“Alguna vez tuve una cinturita así”...“Cuando me casé pesaba 43 Kg”...“Yo era flaquita como vos...” Este y otros comentarios todos los escuchamos alguna vez... Ser mamá nos cambia no sólo el cuerpo, nos cambia todo, y siempre -por más que a veces protestemos- elegiríamos volverlo a ser.

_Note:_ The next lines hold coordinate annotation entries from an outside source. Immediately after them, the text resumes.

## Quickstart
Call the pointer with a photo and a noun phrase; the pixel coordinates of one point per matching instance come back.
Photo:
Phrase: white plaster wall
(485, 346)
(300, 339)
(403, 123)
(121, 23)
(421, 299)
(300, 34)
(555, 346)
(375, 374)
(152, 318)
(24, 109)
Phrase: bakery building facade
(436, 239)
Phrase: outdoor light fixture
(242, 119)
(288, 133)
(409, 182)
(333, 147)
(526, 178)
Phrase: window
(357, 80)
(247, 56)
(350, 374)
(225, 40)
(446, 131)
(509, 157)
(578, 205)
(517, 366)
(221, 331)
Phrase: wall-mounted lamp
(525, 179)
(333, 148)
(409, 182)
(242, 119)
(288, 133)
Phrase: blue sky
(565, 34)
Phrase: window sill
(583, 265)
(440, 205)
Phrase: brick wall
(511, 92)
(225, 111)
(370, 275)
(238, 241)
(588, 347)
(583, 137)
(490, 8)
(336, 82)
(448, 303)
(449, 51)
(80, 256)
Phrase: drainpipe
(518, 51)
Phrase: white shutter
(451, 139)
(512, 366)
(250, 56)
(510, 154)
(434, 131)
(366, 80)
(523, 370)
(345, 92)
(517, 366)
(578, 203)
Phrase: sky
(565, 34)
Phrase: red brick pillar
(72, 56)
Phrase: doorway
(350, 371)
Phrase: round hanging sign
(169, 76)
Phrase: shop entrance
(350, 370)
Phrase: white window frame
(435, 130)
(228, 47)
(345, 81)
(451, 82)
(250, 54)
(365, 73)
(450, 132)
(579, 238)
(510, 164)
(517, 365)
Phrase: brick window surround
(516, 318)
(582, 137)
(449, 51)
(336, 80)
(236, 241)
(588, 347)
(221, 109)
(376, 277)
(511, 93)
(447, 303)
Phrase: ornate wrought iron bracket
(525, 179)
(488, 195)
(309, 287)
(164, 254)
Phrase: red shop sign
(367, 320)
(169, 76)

El cuerpo de la mujer tiene la exclusiva peculiaridad de servir de nido. Esto hace que cuando se prepara para recibir un hijo, se reacomoda y se reorganiza en función a ese fin. En realidad, tanto hombres como mujeres sufrimos cambios en el cuerpo constantemente que tienen que ver siempre con el paso del tiempo, sus diferentes etapas y las distintas circunstancias que nos toquen vivir.

Así desde el día en que somos gestados, el cuerpo se va modificando paulatinamente, primero hasta ser un verdadero cuerpo, desarrollando todas sus partes y sus funciones, y luego en un permanente desarrollo que incluye dentro del proceso la vejez, con esa especie de involución que se da en los humanos muy longevos, donde se llega a perder el pelo, los dientes y se vuelve, aún en los movimientos, a un estado similar al del recién nacido.

Dentro de todo ese desarrollo está previsto que las mujeres sean madres, y que ofrezcan su cuerpo para recibir, concebir, anidar y dar hijos al mundo.

La naturaleza es tan sabia que hace que este sea paulatino, así notaremos durante los nueve meses de gestación, primero que se ensanchan nuestras caderas o que no nos abrocha más el jean, luego nuestra ropa no va a poder ser la misma, ni tampoco nuestros movimientos, lo mismo las funciones se van a ver cambiadas, el sueño aumenta, los movimientos se lentifican. Para cuando el bebé está por nacer y luego de una transformación que se fue dando día a día, ya casi no nos parecemos en nada a lo que éramos, y no vemos la hora de encontrarnos con nuestro ansiado hijo y reencontrarnos con nuestro viejo cuerpo.